De intrede van de hartgrondige dadaïst en surrealist Max Ernst (1891-1976) in het rijk der Schone Kunsten was een historische onvermijdelijkheid die het revolutionaire potentieel van de moderne kunst relativeert, en haar intrinsieke kwaliteit ten goede komt. Waar anders dan in de rustige, licht verduisterde suites van het Gentse Museum voor Schone Kunsten zouden de subversieve prenten en boeken van de tot Amerikaans staatsburger genaturaliseerde Duitser zo vanzelfsprekend in al hun inhoudelijke en grafische rijkdom, hun esthetische charmes, tot hun recht kunnen komen?

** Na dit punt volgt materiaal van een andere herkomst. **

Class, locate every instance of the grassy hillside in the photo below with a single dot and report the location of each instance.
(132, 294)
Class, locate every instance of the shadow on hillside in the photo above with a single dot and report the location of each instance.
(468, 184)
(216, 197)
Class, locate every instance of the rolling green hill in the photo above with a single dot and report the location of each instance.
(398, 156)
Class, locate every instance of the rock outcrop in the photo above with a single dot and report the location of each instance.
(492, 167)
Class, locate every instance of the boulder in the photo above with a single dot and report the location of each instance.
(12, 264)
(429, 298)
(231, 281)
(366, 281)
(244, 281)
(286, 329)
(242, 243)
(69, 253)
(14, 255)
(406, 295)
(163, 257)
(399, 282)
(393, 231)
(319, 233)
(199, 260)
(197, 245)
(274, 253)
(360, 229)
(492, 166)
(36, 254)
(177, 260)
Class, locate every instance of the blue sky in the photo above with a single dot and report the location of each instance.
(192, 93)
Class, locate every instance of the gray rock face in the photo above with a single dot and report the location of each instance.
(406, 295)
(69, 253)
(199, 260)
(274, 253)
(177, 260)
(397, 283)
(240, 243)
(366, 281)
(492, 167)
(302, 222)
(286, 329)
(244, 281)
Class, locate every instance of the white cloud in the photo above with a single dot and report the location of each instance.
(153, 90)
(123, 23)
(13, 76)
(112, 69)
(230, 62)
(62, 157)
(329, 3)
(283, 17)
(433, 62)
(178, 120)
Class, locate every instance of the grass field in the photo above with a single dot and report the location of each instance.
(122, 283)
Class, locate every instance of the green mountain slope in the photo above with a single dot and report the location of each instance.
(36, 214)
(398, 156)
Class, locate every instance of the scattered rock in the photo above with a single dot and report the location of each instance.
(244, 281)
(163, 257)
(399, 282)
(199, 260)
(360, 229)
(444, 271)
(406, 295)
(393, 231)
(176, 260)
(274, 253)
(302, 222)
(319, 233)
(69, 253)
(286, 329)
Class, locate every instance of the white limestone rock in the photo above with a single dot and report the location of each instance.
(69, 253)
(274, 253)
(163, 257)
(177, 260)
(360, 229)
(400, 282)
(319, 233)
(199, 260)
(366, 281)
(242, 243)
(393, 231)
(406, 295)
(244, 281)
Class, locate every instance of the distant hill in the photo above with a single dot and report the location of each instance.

Terwijl ooit het aspect van provocatie, oproer en pornografie de aandacht gevangen hield, buigt iedereen zich heden over de hoge vlucht van de fantasie, het bevreemdende huwelijk van tegenstrijdige partners en het technisch meesterschap in de collages, frottages, etsen en lithografieën. Max Ernst bracht ze, op eigen houtje of in samenwerking met gelijkgestemde dichters, onder in zeldzame boeken die tot de mooiste en meest gegeerde bibliografische kleinoden van de twintigste eeuw gerekend worden. Uit dit vaatje tapt de tentoonstelling Max Ernst. Het Grafisch werk in Gent, want ze omvat een vrij volledig overzicht van het prenten- en boekenmateriaal. Het getoonde is de integrale collectie van het Duitse museum Würth in Künzelsau.

Hoe licht valt een Museum voor Schone Kunsten – dit schrijn voor de aanbidding van artistieke glansprestaties waar het stof van de geschiedenis over gedwarreld is – ten prooi aan de melancholie, zeker als het op een steenworp van een bijwijlen overkokende tempel van de actuele kunst (SMAK) staat. Toen conservator Robert Hoozee in de winter van 2000 de zere plek liet thematiseren in een tentoonstelling Het oorkussen van de melancholie, bleek de al te letterlijke invulling van het onderwerp het kunstgevoel te vernauwen in plaats van het te inspireren.

Een proeve van vruchtbare melancholie nu, is de expositie van het grafische oeuvre van Max Ernst. Het vermogen om er het publiek mee te choqueren is verdwenen, door het verstrijken van de tijd en van de moderniteit waarop het werk kritiek leverde, terwijl het er ook aan schatplichtig was. Het stekelige is vergaan tot de betoverende nostalgie van een uitgestorven beelduniversum. Daarin was alles artificieel, gemanipuleerd, ontleend aan materiaal uit de overvloedige beeldproductie van zijn tijd en van de negentiende eeuw. Niettemin wordt de volmaakte illusie gewekt dat het om een ‘echte’ wereld gaat. Tenminste, voor zover we de wereld die we in een droom – een nachtmerrie wellicht – hebben gezien, gedurende een beperkte tijd met de echte kunnen verwarren.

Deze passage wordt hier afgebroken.